Trains the LSTM on the input data X.

Parameters
  • X (np.ndarray) – Input features vectors of shape (N, D) where N is the number of data examples, and D is the dimension of the feature vector.

  • scalars (Dict[str, np.ndarray], default={}) – Dictionary of scalar arrays. For instance, the root mean squared deviation (RMSD) for each feature vector can be passed via {"rmsd": np.array(...)}. The dimension of each scalar array should match the number of input feature vectors N.

  • output_path (PathLike, default=”./”) – Path to write training results to. Makes an output_path/checkpoints folder to save model checkpoint files, and output_path/plots folder to store latent space visualizations.

  • checkpoint (Optional[PathLike], default=None) – Path to a specific model checkpoint file to restore training.

Raises
  • ValueError – If X does not have two dimensions. For scalar time series, please reshape to (N, 1).

  • TypeError – If scalars is not type dict. A common error is to pass output_path as the second argument.

  • NotImplementedError – If using a learning rate scheduler other than ReduceLROnPlateau, a step function will need to be implemented.

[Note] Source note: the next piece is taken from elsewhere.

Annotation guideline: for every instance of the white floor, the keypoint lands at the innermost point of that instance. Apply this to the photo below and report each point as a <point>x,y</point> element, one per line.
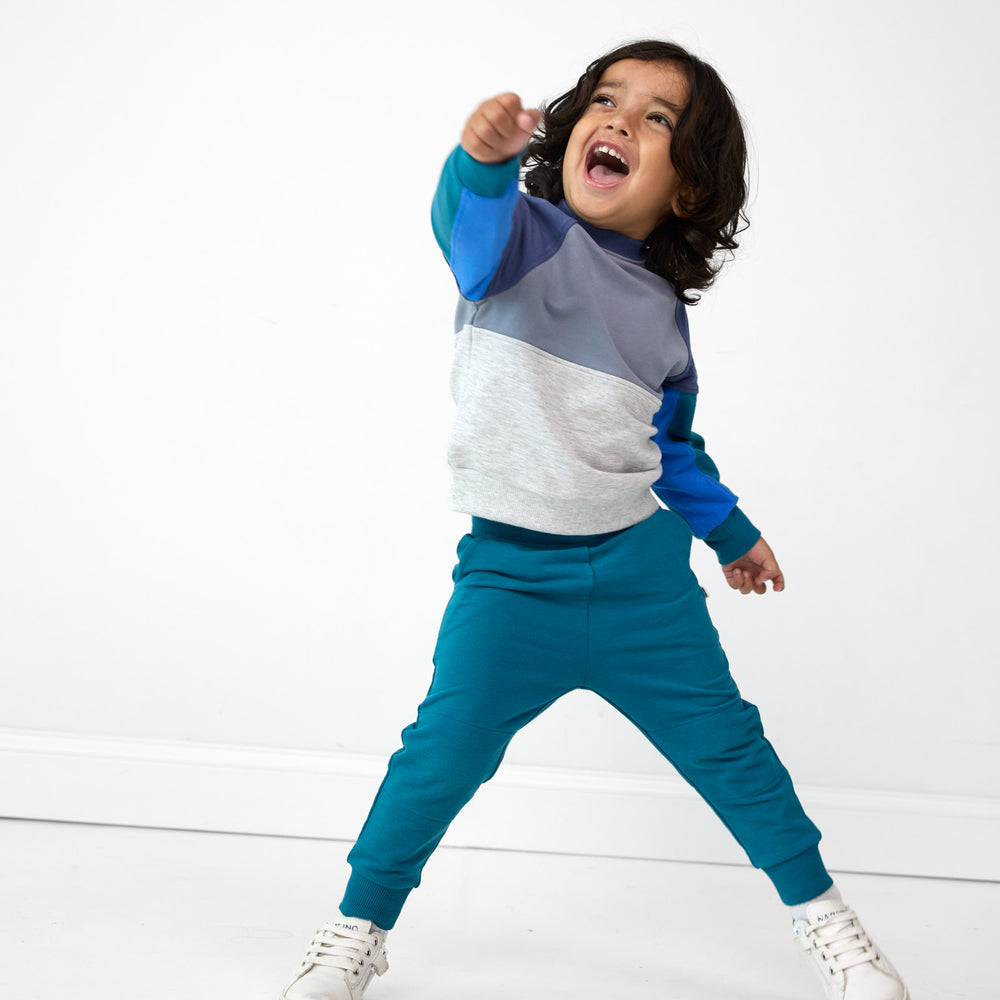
<point>90,912</point>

predict(X: numpy.ndarray, inference_batch_size: int = 512, checkpoint: Optional[Union[str, pathlib.Path]] = None) Tuple[numpy.ndarray, float]

Predict using the LSTM.

Parameters
  • X (np.ndarray) – The input data to predict on.

  • inference_batch_size (int, default=512) – The batch size for inference.

  • checkpoint (Optional[PathLike], default=None) – Path to a specific model checkpoint file.

Returns

Tuple[np.ndarray, float] – The predictions and the average MSE loss.